Melancholia (von Trier)

Previously:  The novel Solaris by Lem and the film adaptations by Tarkovsky and Soderbergh

The only gloss I can put on Netflix's association of Lars von Trier's Melancholia with Soderbegh's Solaris is that they are both interior dramas tangentially provoked by otherwise indifferent astrophysical phenomena.

Once again, von Trier makes a woman (Justine) suffer while he condemns us for our petty, blind selfishness.  Once again, mental illness in a dysfunctional society becomes a beatifying double-negative, but no one is redeemed.  For me, von Trier's films succeed or fail depending on whether he can pull off the catharsis.  I was cheering at the end of Europa (Zentropa) and Dogville, but I walked out of Breaking the Waves and Dancer in the Dark wanting to punch someone.

Melancholia succeeds primarily on the strength of the performance of Kirsten Dunst, who I hope escaped from von Trier mostly unscathed.  Charlotte Gainsbourg plays Justine's sister Claire, the only other human in the film, and Claire's relationship with Justine is all that survives the dénouement.  The pre-title sequence, set to the Prelude from Wagner's Tristan and Isolde (get used to it now), is visually stunning, clearly violates Dogme, and is probably the only part of the film I'll ever need to watch again.
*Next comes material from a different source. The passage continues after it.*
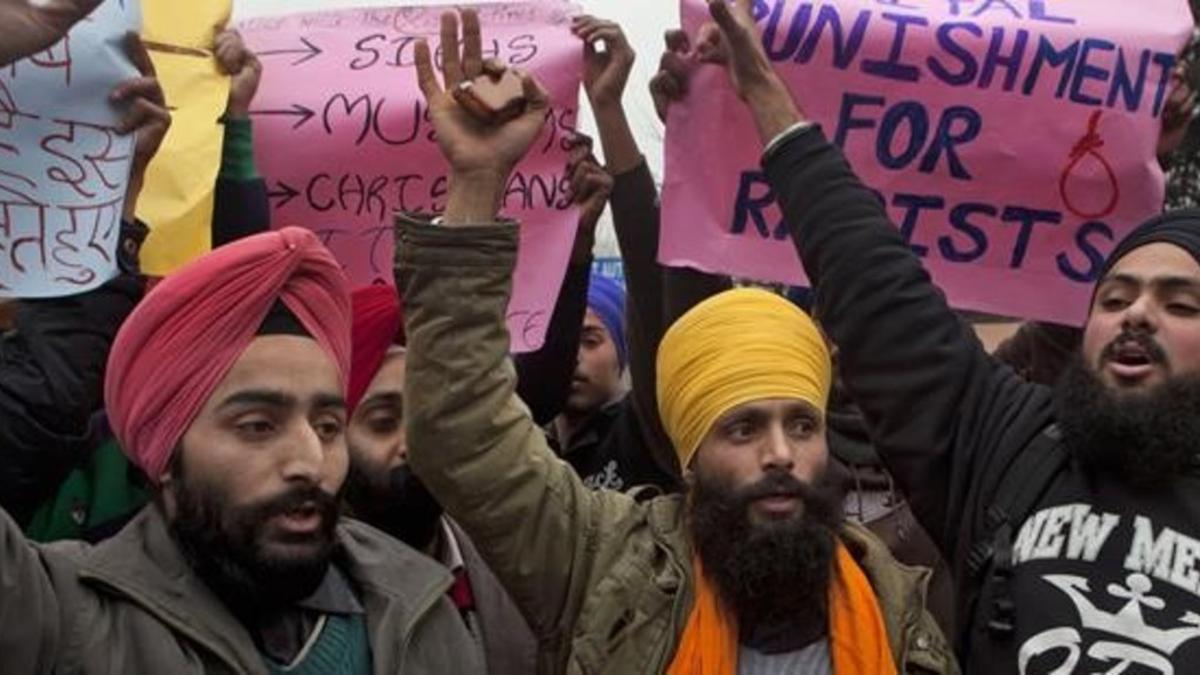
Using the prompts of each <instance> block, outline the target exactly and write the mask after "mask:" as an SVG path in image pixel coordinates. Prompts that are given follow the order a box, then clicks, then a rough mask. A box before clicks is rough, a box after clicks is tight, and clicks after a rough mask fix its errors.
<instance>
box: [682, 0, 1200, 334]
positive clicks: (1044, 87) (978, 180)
mask: <svg viewBox="0 0 1200 675" xmlns="http://www.w3.org/2000/svg"><path fill="white" fill-rule="evenodd" d="M682 7H683V17H684V28H685V29H688V30H689V31H691V32H692V34H694V31H695V30H696V29H697V28H698V26H700V25H702V24H703V23H704V22H706V20H708V11H707V6H706V2H703V0H682ZM754 16H755V19H756V20H757V22H758V26H760V28H761V29H762V31H763V44H764V47H766V49H767V53H768V55H769V58H770V59H772V61H773V62H774V65H775V67H776V68H778V70H779V72H780V73H781V76H782V77H784V79H785V80H786V82H787V84H788V85H790V86H791V89H792V91H793V94H794V95H796V98H797V101H798V102H799V103H800V106H803V109H804V110H805V113H806V114H808V115H809V117H810V118H811V119H814V120H817V121H820V123H821V124H822V126H823V127H824V131H826V133H827V136H828V137H829V138H830V139H832V141H833V142H834V143H836V144H839V145H840V147H842V149H844V150H845V153H846V155H847V157H848V159H850V162H851V165H852V166H853V167H854V169H856V172H857V173H858V174H859V175H860V177H862V178H863V180H864V181H866V184H868V185H871V186H872V187H875V189H876V190H877V191H878V192H880V195H881V197H882V198H883V199H884V202H886V204H887V207H888V211H889V214H890V216H892V219H893V222H895V223H896V225H898V227H900V228H901V231H902V232H904V233H905V235H906V238H907V240H908V243H910V245H911V246H912V249H913V250H914V251H916V252H917V253H918V255H919V256H920V257H922V258H923V261H924V263H925V267H926V268H928V269H929V271H930V274H931V275H932V276H934V279H935V281H936V282H937V283H938V285H940V286H941V287H942V288H943V289H944V291H946V293H947V295H948V297H949V299H950V303H952V304H953V305H954V306H956V307H960V309H971V310H979V311H986V312H994V313H1000V315H1008V316H1018V317H1026V318H1034V319H1044V321H1057V322H1066V323H1081V322H1082V321H1084V318H1085V313H1086V309H1087V303H1088V294H1090V289H1091V285H1092V282H1093V281H1094V280H1096V276H1097V275H1098V274H1099V265H1100V264H1102V262H1103V259H1104V257H1105V255H1106V253H1108V252H1109V251H1110V250H1111V249H1112V247H1114V245H1115V243H1116V241H1117V240H1120V239H1121V237H1123V235H1124V234H1126V233H1127V232H1128V231H1129V229H1130V228H1132V227H1133V226H1135V225H1136V223H1139V222H1140V221H1142V220H1145V219H1146V217H1148V216H1150V215H1152V214H1154V213H1157V211H1159V210H1160V209H1162V202H1163V173H1162V171H1160V169H1159V167H1158V162H1157V161H1156V159H1154V154H1156V143H1157V139H1158V135H1159V129H1160V123H1159V117H1160V114H1162V108H1163V106H1164V103H1165V100H1166V95H1168V92H1169V89H1170V73H1171V70H1172V67H1174V66H1175V64H1176V54H1177V53H1178V52H1180V50H1181V49H1182V47H1183V46H1184V43H1186V41H1187V37H1188V36H1189V35H1190V31H1192V16H1190V12H1189V10H1188V5H1187V2H1184V1H1183V0H1141V1H1139V2H1121V1H1116V0H1109V1H1103V2H1097V1H1094V0H887V1H886V0H836V1H824V2H820V1H818V2H800V1H797V0H756V2H755V6H754ZM691 92H692V95H691V97H690V100H689V101H688V102H685V103H683V104H679V106H676V107H673V108H672V110H671V119H670V124H668V125H667V141H666V181H665V189H664V223H665V226H664V233H662V241H661V249H660V257H661V259H662V262H665V263H666V264H672V265H688V267H695V268H700V269H703V270H709V271H721V273H727V274H732V275H737V276H748V277H755V279H764V280H773V281H781V282H787V283H797V285H804V283H806V280H805V277H804V274H803V270H802V268H800V263H799V259H798V257H797V253H796V250H794V247H793V245H792V241H791V239H790V237H788V234H787V231H786V226H784V225H782V219H781V215H780V211H779V209H778V207H776V205H775V198H774V195H773V193H772V190H770V186H769V185H768V184H767V181H766V179H764V177H763V174H762V171H761V168H760V163H758V160H760V153H761V150H762V144H761V143H760V141H758V139H757V137H756V133H755V129H754V124H752V121H751V119H750V115H749V113H748V112H746V110H745V108H744V106H743V104H742V103H740V102H739V101H738V98H737V97H736V96H734V95H733V92H732V89H731V88H730V84H728V79H727V76H726V73H725V72H724V70H721V68H720V67H716V66H702V67H700V68H698V70H697V71H696V72H695V73H694V82H692V85H691ZM701 92H702V94H703V95H702V96H701V95H698V94H701Z"/></svg>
Dunst is marvelous as Justine, mincing through her wedding reception, genuinely disappointed that she cannot pretend to be as happy as she knows everyone wants her to be.  For once, a von Trier heroine is more adult than anyone around her.  Aside from portraying von Trier's cartoon notion of an ad executive, Stellan Skarsgård is excused from his usual duty of brutalizing the protagonist.  That role falls to John (Kiefer Sutherland), and even he lets the abuse accumulate in his tight eyes and tighter jaw rather than pouring it out on his wife, Claire.

So Justine cannot find happiness in her marriage or her career, and in the second half of the film she returns to John & Claire's absurdly grandiose estate to convalesce while her serotonin levels align with the eschaton.  Von Trier's prior films have depicted worlds more deserving of destruction than Justine's awkwardly banal wedding party, and it's difficult to work up much outrage over John's withholding of certain information.  That John and Claire fail to prepare either themselves or their young son for the climax of Melancholia is no indictment, nor does von Trier intend it to be.  But Dunst's Justine is so affectingly doleful that she seems serene by comparison.

While Justine is marking the stations of the cross via the endless rituals of the wedding reception, Dunst's legendary smile buoys us through all indignities, and it's impossible to imagine anything dimming it for long.  When we realize during the film's second act that it isn't coming back, that's when we're ready for the world to end.